Now in its 45th year in Sonoma County, West County Health Centers, Inc. is a private, nonprofit Federally Qualified Health Center, which means it receives grant funding from the federal government to provide quality health services to the whole community, regardless of ability to pay.
“We strive to provide a medical home for patients, ensuring that they experience continuity of care and have a secure place to come for all of their health care needs,” said Szecsey on the WCHC website. “Our expert team of professionals helps patients successfully manage and integrate wellness practices into their daily lives.”
The WCHC team comprises physicians, mid-level providers (family nurse practitioners and physician assistants), dentists, psychotherapists and nurses and is supported by medical and dental assistants, outreach workers and administrative staff.
“All of our employees are committed to providing compassionate and accessible care for all members of our diverse community,” says the WCHC website. “Many of our staff members are bilingual in several languages, including Spanish and Vietnamese.”
WCHC strives to provide accessible health care for:
• elementary age children whose parents cannot otherwise afford the medical care needed to keep them healthy and active in schools,
• those who are not accepted elsewhere due to HIV/AIDS, homelessness, mental illness or addiction, and
• those in the community who lack the financial resources to pay for quality health care, as well as many others. No patient is turned away from West County Health Center for lack of funds.
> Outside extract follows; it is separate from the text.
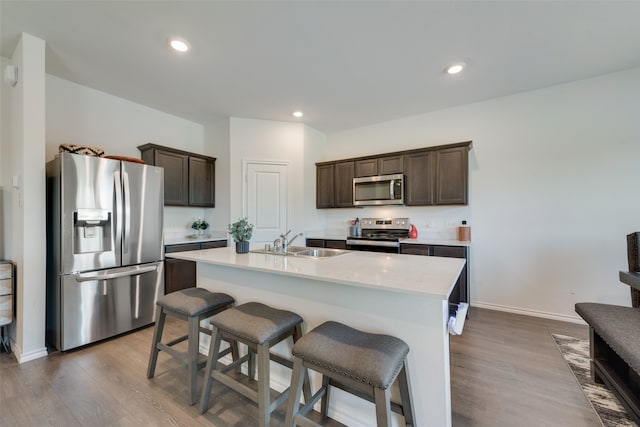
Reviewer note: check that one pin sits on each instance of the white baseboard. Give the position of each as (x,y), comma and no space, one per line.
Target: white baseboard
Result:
(28,356)
(527,312)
In 2015, WCHC provided over half a million dollars of uncompensated care for low-income and uninsured patients.
“More than 60% of our patients are living at or below the federal poverty level, and an estimated 300 people designated as homeless live in our service area,” said Szecsey.
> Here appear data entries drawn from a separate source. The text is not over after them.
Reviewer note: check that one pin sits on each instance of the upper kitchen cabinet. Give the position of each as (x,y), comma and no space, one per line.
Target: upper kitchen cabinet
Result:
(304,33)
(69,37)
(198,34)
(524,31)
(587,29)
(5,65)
The Russian River Health Center opened its doors to the community of West Sonoma County in 1974 and the neighboring Occidental Area Health Center opened in 1976. Both of these health centers were started by community members and used doctors from the National Health Service Corps. After many years of collaboration, the two independent health centers formally merged as West County Health Centers, Inc. (WCHC) in January 2000.
The WCHC service area covers hundreds of square miles stretching from Fort Ross to Valley Ford and from the Sonoma Coast into Sebastopol, with an estimated population of 60,000.
Medical, dental, and mental health care services are delivered through seven sites: the Sebastopol Community Health Center, Gravenstein Community Health Center, Russian River Health Center, Occidental Area Health Center, Russian River Dental Clinic, Forestville Teen Clinic and the Forestville Wellness Center.